Traveling to participate in sustainable environmental initiatives may help you avoid mass tourism and consumerism, but it cannot ‘cancel out’ transport emissions. With shorter flights, projects in Europe, South East Asia, Africa, and Latin America fit the ‘Slow Travel’ idea well. Large bus routes link South America, our African projects are typically accessible by jeep or bus, and Europe and Asia are readily transportable by rail. Below are some Slow Travel-friendly project options!

Volunteer opportunities in Costa Rica include sea turtle conservation, working abroad, and four initiatives in Playa Tortuga, Nicoya Peninsula, Playa Rincon, and Guanacaste Province. Volunteers get rich conservation and animal rescue and welfare experiences on each project. Work on each assignment one after the other, traveling by bus or boat, to integrate Slow Travel.

● Peru: Our programs in Peru support Amazon conservation and provide volunteers the chance to live with local people. We also offer community initiatives in Cusco, Peru’s gateway and an excellent site to start a leisurely bus tour.

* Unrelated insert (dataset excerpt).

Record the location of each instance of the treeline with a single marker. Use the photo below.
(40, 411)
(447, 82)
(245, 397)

India wildlife volunteers walking elephants | WorkingAbroad
Projects in mainland Europe provide simple rail connection to numerous nations, promoting slow-sightseeing and exploration. Spain, Italy, and Portugal have wildlife conservation experience.

● India: Our bear and elephant sanctuary project in Uttar Pradesh is easily accessible by leisurely travel. India has substantial express and sleeper rail service. These trains feature AC, allocated berths, and can be booked online, unlike the media’s depictions of packed suburban trains.

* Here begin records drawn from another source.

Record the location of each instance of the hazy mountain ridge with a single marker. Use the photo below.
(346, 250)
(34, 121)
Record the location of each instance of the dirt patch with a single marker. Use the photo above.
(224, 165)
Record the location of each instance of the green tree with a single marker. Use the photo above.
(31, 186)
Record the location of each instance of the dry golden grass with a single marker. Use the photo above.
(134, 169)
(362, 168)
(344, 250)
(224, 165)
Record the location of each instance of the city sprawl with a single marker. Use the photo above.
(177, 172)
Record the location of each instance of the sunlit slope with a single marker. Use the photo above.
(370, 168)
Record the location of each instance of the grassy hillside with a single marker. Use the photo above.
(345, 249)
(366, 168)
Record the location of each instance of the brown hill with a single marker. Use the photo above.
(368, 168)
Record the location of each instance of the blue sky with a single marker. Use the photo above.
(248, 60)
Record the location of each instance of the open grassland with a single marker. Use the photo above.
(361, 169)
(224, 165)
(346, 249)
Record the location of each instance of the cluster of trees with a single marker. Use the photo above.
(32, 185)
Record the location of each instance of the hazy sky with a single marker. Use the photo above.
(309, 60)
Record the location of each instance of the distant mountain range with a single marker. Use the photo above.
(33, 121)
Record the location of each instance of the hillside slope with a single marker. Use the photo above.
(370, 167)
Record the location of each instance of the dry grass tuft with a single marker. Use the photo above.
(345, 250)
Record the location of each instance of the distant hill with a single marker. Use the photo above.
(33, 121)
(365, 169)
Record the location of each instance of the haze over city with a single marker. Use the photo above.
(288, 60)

In Thailand, we offer both land and marine wildlife initiatives, including the Coral Reef Conservation and Diving Project and Elephant Volunteer Project. Thailand, Vietnam, Laos, and Cambodia are readily accessible by bus, with local and VIP busses offering higher protection and direct routes with fewer stopping locations.

Our Rural Community Volunteer Project in Nepal allows volunteers to deliver healthcare and live with people in rural agricultural regions. Nepal may not be accessible by rail, but hiking and trekking are the perfect Slow Travel destinations. Local guides are available and essential, helping you learn about the animals and culture. They also protect backpackers, however groups may hike solo with a permission.